Coming Out of Hiding

… or why I’m writing memoir these days.

I’ve lived an interesting life and have often been asked if I was planning to write a memoir. The events that seem to be of interest to others are sometimes personal (getting kicked out of high school, having an illegal abortion, delivering my son in a hotel room in Kabul Afghanistan, losing my best friend to AIDS), sometimes political (protesting the American war in Vietnam, being tear gassed by police at Democratic National Convention in Chicago in 1968, running a feminist abortion clinic, being a member of ACT UP NY, co-founding a lesbian press). I always deflect the question. I’ve told the story of the birth of my son many times, but something always rang untrue in the telling. If you read memoir or listen to true stories as spoken on The Moth Radio Hour, there is always a central drama and some sort of resolution; it may be something learned or revealed; settled or accepted; reconciled or forgiven; avenged or rejected. The problem I faced was that I couldn’t name the central drama in my life’s story, so how could it possibly be reconciled? I write, but I’ve always hidden my sadness in poems, not in stories.

So, when it revealed itself, it was as if my entire life needed to be rewritten. The event that encumbered me, that I didn’t tell—or spoke of rarely—was losing custody of my son to his father when he was five. Facing that fact now, trying to undo the effects of the shame I have carried for decades, has made it possible for me to want to tell this story. A story with an omission in it is a story untold. And yet the omission itself, once revealed, is only a small part of the story.

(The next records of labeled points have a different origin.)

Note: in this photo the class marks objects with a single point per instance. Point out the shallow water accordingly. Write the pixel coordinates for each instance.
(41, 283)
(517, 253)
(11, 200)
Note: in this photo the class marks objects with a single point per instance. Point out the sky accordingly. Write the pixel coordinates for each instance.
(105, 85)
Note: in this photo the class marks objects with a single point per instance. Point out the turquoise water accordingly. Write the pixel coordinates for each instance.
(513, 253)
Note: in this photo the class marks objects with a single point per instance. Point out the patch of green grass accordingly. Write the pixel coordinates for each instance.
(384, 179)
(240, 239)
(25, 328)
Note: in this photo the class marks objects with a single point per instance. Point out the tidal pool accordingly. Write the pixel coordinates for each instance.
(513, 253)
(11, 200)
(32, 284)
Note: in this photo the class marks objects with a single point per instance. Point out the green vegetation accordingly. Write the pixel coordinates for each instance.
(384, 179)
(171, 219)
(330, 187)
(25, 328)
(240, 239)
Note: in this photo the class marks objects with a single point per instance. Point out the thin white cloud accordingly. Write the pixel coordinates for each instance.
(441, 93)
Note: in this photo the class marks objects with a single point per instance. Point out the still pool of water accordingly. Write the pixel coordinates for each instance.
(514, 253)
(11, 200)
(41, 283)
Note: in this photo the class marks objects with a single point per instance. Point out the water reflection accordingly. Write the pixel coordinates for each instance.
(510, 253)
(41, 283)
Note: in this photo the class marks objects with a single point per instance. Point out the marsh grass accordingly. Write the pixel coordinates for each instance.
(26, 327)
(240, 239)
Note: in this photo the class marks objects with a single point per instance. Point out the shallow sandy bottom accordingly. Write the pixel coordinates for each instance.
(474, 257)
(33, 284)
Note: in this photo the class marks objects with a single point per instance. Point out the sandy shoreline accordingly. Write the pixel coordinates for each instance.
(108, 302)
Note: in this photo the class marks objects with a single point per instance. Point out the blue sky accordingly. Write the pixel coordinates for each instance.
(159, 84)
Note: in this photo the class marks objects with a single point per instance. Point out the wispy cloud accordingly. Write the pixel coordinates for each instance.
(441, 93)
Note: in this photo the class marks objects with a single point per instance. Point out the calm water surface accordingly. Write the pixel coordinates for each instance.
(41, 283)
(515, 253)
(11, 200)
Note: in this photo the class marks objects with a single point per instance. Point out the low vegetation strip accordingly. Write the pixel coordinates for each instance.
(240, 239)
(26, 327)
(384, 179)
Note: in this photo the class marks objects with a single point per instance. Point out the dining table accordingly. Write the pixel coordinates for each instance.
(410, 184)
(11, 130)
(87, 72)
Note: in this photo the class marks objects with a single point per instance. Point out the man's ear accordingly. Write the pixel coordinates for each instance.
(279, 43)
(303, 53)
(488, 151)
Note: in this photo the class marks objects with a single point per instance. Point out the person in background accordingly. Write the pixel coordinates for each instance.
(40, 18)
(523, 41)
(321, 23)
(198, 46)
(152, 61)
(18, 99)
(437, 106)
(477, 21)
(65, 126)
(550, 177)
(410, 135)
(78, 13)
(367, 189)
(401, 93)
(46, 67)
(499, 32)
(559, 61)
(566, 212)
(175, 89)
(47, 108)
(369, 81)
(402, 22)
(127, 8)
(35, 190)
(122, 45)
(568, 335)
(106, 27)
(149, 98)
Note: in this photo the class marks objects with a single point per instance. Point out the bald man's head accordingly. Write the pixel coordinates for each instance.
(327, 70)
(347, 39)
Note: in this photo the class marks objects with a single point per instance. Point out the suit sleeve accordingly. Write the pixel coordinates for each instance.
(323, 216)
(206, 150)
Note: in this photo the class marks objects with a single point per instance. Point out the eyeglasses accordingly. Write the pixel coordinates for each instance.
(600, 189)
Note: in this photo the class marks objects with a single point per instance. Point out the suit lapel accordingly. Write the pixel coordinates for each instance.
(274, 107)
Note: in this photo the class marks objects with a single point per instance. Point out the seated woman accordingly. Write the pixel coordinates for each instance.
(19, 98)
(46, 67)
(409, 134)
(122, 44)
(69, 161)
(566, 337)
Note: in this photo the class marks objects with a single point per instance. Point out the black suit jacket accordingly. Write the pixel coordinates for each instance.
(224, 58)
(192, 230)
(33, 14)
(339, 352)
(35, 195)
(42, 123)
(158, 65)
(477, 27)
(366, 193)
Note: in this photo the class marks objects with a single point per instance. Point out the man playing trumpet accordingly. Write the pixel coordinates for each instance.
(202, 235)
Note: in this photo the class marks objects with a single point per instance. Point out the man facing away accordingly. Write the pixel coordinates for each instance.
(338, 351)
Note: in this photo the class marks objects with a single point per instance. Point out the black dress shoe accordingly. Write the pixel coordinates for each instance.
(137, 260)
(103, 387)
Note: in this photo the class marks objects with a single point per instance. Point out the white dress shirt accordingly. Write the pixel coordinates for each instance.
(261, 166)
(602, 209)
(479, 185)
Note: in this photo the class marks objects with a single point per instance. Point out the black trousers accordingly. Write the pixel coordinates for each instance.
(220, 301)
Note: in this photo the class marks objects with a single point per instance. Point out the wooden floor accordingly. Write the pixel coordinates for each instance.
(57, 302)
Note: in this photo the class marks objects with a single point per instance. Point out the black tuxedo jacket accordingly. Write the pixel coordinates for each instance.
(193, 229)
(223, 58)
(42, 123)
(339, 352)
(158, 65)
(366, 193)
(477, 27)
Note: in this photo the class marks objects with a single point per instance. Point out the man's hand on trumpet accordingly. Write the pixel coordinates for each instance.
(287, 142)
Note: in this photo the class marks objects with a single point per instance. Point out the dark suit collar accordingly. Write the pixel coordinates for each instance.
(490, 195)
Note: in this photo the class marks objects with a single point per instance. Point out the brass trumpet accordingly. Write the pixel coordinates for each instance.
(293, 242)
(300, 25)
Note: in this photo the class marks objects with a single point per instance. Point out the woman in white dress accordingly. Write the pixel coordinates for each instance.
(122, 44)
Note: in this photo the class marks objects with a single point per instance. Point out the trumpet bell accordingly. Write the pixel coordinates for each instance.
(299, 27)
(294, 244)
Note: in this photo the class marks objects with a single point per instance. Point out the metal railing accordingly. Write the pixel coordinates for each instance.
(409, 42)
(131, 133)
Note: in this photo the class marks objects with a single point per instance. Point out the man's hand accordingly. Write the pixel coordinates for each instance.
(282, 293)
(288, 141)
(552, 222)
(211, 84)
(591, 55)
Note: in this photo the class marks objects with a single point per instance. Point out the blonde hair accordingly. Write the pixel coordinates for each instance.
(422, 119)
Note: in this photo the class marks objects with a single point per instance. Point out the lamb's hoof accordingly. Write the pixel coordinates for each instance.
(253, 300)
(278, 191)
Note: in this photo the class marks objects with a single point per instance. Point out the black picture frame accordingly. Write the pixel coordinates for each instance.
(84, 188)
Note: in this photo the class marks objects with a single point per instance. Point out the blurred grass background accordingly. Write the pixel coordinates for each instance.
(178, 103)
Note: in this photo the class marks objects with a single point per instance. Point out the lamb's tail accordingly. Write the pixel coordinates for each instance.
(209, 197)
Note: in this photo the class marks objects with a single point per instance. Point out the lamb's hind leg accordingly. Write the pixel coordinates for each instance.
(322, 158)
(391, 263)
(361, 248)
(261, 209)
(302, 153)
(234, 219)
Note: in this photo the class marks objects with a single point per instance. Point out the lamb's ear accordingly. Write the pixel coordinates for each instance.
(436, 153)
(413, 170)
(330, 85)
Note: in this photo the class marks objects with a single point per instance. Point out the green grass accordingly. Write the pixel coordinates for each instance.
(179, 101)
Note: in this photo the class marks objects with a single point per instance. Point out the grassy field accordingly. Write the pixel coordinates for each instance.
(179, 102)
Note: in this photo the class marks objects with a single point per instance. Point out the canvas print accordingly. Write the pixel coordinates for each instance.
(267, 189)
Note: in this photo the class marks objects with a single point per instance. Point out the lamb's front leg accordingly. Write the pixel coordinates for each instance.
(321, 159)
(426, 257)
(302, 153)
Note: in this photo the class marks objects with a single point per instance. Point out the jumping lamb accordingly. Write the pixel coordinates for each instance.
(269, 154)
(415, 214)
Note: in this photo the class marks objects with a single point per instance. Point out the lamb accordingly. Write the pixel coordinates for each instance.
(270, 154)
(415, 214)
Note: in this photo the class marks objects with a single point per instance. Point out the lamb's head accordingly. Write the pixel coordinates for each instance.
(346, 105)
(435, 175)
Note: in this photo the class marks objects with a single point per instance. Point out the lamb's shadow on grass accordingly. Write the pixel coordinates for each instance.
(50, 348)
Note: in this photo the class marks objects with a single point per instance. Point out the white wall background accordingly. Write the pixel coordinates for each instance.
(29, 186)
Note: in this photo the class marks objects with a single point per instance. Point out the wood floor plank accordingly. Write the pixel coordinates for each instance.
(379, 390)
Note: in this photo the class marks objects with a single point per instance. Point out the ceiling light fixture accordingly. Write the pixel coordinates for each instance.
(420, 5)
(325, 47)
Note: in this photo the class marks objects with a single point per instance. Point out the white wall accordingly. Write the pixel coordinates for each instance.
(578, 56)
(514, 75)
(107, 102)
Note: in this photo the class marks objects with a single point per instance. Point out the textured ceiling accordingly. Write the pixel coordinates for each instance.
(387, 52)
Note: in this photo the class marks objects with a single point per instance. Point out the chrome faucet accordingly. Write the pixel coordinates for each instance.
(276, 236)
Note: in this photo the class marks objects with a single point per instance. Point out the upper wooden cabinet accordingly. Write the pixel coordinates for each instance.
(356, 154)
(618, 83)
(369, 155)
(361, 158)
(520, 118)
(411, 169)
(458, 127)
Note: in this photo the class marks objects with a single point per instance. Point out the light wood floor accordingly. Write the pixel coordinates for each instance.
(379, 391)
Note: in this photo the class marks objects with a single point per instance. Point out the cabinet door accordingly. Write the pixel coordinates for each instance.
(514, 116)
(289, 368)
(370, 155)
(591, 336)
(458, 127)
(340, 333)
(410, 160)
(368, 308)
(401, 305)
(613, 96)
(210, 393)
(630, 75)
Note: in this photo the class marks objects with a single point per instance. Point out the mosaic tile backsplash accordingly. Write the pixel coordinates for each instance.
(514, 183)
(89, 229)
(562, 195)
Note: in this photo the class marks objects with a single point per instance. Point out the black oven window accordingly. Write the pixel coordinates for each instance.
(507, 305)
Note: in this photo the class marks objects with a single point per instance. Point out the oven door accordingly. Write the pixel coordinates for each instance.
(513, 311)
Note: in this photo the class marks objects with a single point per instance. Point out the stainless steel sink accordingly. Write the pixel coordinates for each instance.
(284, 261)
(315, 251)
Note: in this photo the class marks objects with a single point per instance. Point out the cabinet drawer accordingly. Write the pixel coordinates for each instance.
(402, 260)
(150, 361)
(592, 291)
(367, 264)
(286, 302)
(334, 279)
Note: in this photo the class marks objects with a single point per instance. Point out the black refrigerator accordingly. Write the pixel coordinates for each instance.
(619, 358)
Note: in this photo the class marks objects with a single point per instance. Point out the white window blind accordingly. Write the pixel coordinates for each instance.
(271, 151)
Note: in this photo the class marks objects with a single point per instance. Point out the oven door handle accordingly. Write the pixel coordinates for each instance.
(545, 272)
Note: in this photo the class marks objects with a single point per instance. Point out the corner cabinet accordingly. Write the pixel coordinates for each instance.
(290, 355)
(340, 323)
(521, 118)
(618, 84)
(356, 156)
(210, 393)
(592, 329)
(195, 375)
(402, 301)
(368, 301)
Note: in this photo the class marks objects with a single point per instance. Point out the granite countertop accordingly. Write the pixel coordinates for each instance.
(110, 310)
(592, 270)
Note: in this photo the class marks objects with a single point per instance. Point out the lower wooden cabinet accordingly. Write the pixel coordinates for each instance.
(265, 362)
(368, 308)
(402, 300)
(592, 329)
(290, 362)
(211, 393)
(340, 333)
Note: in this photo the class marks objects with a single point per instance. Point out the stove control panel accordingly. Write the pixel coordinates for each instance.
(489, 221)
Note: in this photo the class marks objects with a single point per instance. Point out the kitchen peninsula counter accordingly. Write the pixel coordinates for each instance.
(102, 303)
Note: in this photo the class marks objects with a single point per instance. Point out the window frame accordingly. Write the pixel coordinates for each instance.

A somewhat arbitrary date that I started working on this project was about a year ago, in February 2021. It picked up some momentum that August, when I knew that the kernel of the project was to write about losing custody of my son. But the seed was planted following a zoom conversation with Minnie Bruce Pratt in February. Perhaps the flame was lit but faltered, and then revived in September 2021 when I was in a zoom poetry workshop with a small group run by Mark Doty. I heard myself saying, in explanation of something I had written, I lost custody of my son when he was five. I felt disconnected, hearing myself state that fact. It stayed with me for days. I had said something that I usually avoid saying, and it burst through denial into hyper-reality, then plummeted to my feet as real.  This happened to me. How much of my life since that event was shaped by that loss? Hard to know, but shortly after that, I became determined to write about it. I signed up for an eight-week asynchronous class with Sandra Beasley. We worked on creating an annotated outline for memoir, creating an organizing principle for the work. The writing became real at that point.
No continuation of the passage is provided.